Hilton Head Island has a 60-page initial document regarding re-envisioning the island. Of all the ideas, there is one glaring miss for me: the desire for “a historical district that encourages a downtown/town center environment and enhanced walkability.” You can’t create a historical district in the present. A historical district becomes historical when it is old. Hilton Head, let’s not fabricate the past. And let’s not create a future that is not authentic to the past. Let’s focus on the issues that need to be fixed and use the past to figure out what happens next. Make Mr. Fraser proud.

  1. I take offense at this statement:

    “Younger and more ethnically diverse citizens and a multi-lingual community. I’ll let you draw your own conclusion why some people might have a problem with that, but it rhymes with “race his hum.”

    I was probably one of the commenters to the story about “Vision” in the Island Packet to whom you are referring. It isn’t racism to believe that the role of government doesn’t include this sort of social engineering. Your knee-jerk “racism” accusation is the sort of identity politics that is driving this country apart.

    Hilton Head Island doesn’t have any barriers to a person of any race, creed, or national origin. Everyone is welcome to move here. The government of South Carolina and the United States have already done their part. It is illegal to discriminate against anyone when it comes to employment or housing based on race, religion, or national origin. Any such discrimination should and would be punished if it is reported and verified.
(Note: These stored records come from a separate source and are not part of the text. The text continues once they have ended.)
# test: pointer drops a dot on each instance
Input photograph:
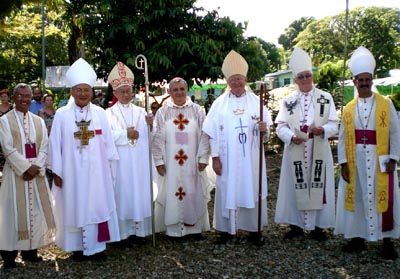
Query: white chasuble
(181, 205)
(86, 200)
(307, 177)
(232, 126)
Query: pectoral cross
(242, 135)
(322, 102)
(83, 134)
(364, 139)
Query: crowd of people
(121, 174)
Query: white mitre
(80, 72)
(234, 64)
(120, 75)
(362, 61)
(300, 61)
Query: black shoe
(137, 240)
(98, 257)
(388, 251)
(122, 244)
(255, 239)
(195, 236)
(77, 256)
(9, 264)
(294, 232)
(223, 238)
(318, 234)
(9, 258)
(31, 256)
(355, 245)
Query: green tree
(288, 39)
(21, 46)
(376, 28)
(174, 37)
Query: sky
(269, 18)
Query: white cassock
(17, 130)
(232, 127)
(183, 193)
(84, 206)
(287, 211)
(133, 182)
(365, 221)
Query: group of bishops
(103, 160)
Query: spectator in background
(37, 103)
(154, 107)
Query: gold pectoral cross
(83, 134)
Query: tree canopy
(376, 28)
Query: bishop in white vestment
(180, 152)
(82, 157)
(368, 207)
(133, 182)
(306, 121)
(26, 216)
(234, 127)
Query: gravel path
(189, 258)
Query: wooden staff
(260, 169)
(141, 64)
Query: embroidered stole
(21, 194)
(310, 197)
(382, 125)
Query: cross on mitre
(83, 134)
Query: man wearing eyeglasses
(306, 120)
(26, 215)
(130, 124)
(82, 155)
(368, 198)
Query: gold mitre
(120, 75)
(234, 64)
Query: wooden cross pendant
(83, 134)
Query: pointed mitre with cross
(300, 61)
(80, 72)
(362, 61)
(234, 64)
(120, 75)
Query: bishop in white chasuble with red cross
(178, 147)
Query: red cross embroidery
(180, 193)
(181, 157)
(181, 121)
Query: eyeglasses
(306, 76)
(366, 80)
(82, 90)
(124, 91)
(24, 96)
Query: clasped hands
(31, 173)
(316, 131)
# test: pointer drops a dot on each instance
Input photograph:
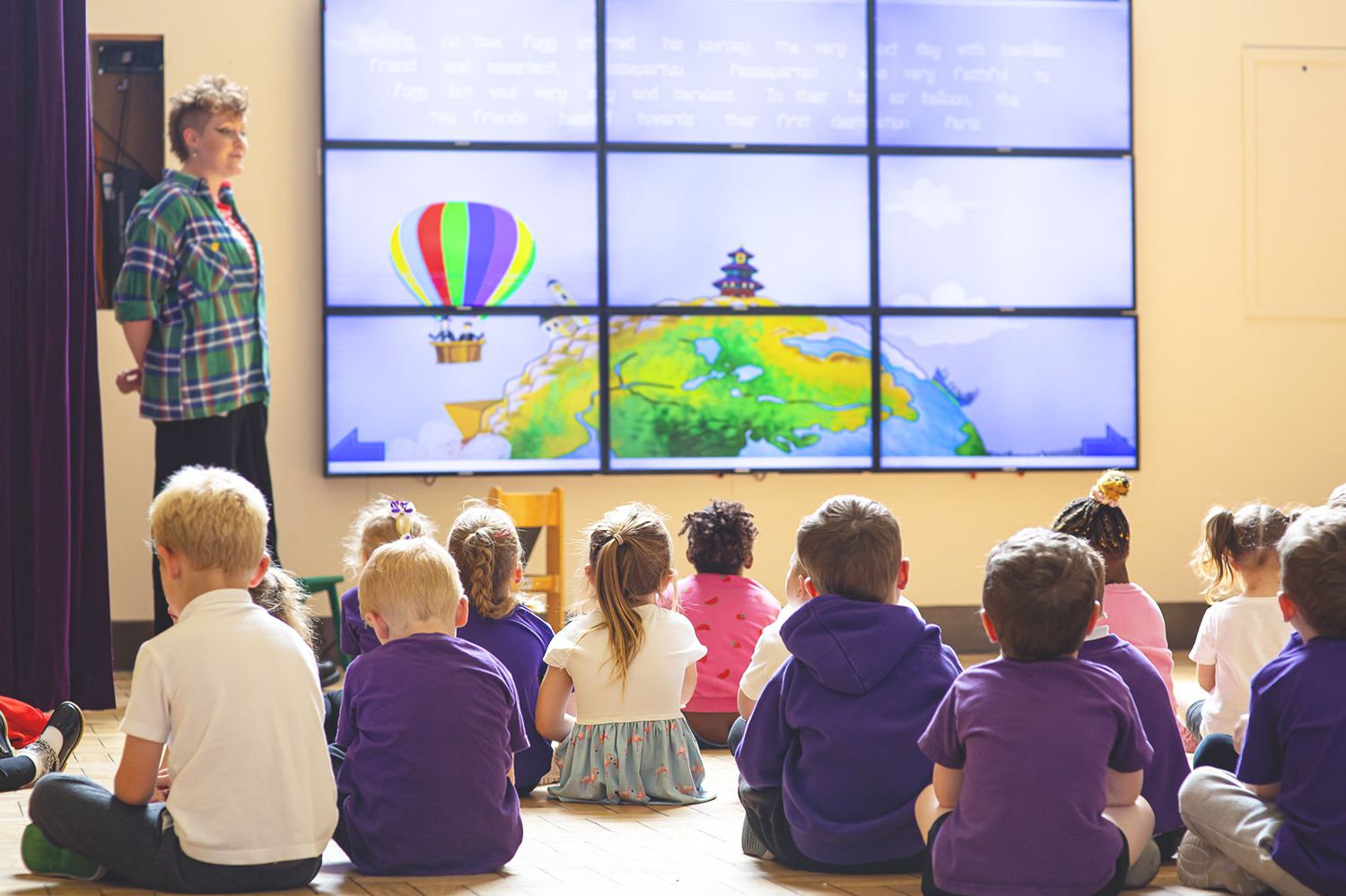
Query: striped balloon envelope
(465, 255)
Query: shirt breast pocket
(206, 271)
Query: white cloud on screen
(931, 204)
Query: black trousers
(236, 440)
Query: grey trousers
(137, 844)
(1227, 818)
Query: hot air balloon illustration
(462, 255)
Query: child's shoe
(1203, 866)
(1144, 868)
(751, 844)
(45, 857)
(51, 751)
(5, 747)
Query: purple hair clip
(401, 511)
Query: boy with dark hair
(1280, 822)
(829, 761)
(1038, 756)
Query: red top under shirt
(240, 233)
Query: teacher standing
(190, 300)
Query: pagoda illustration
(738, 276)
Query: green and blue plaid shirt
(188, 272)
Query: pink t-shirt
(1133, 616)
(729, 613)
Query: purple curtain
(56, 632)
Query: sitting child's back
(727, 610)
(485, 545)
(1168, 769)
(832, 740)
(632, 665)
(428, 726)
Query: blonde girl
(633, 667)
(1243, 629)
(379, 522)
(485, 545)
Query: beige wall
(1230, 408)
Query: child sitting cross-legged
(1280, 822)
(1039, 756)
(486, 549)
(428, 729)
(252, 802)
(829, 761)
(727, 608)
(633, 667)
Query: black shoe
(69, 720)
(328, 673)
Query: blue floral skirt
(648, 761)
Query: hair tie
(401, 511)
(1097, 494)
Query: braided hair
(1097, 518)
(485, 545)
(1246, 535)
(719, 537)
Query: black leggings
(16, 772)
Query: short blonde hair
(411, 580)
(376, 525)
(194, 104)
(213, 517)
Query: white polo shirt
(234, 693)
    I’ve only been a resident for two years. I’ve wanted to move to Hilton Head from the first time I vacationed here in 2006. Two years ago I asked my employer for permission to work from home and it was granted. At 54, I may not be the younger citizen that this plan desires and I am just another middle-aged white guy. But as a work-from-home IT professional, I am part of a growing workplace trend that may result in a younger and likely more diverse population. Just give it time.

    No government strategy helped me move here. I don’t have a story of overcoming great obstacles to get here. I’ve put in more than two decades with my employer and they were willing to let me start a new chapter in my life and become a remote employee. Basically one day I asked, they said yes. That‘s it. Two and a half months later, I was an islander. I do live in a gated community because that’s where I found a house in my price range; the gates just happen to be there. I do have a vehicle, but they must have screwed up at the factory. Where’s it’s apparently supposed to say “Maserati,” it says “Jeep.”

    My point is that there is no structural barriers in place to keep anyone of any background from moving to Hilton Head. It’s not an easy place to move to. High-paying employment opportunities here are always going to be fairly limited. That is the nature of a tourism-based, service economy. The barriers are financial. The population is largely white, but that doesn’t mean that the government should step in to diversify the community. The American population was a whole is getting more diverse; as this is a great place to live, in time that diversity will happen in Hilton Head as well.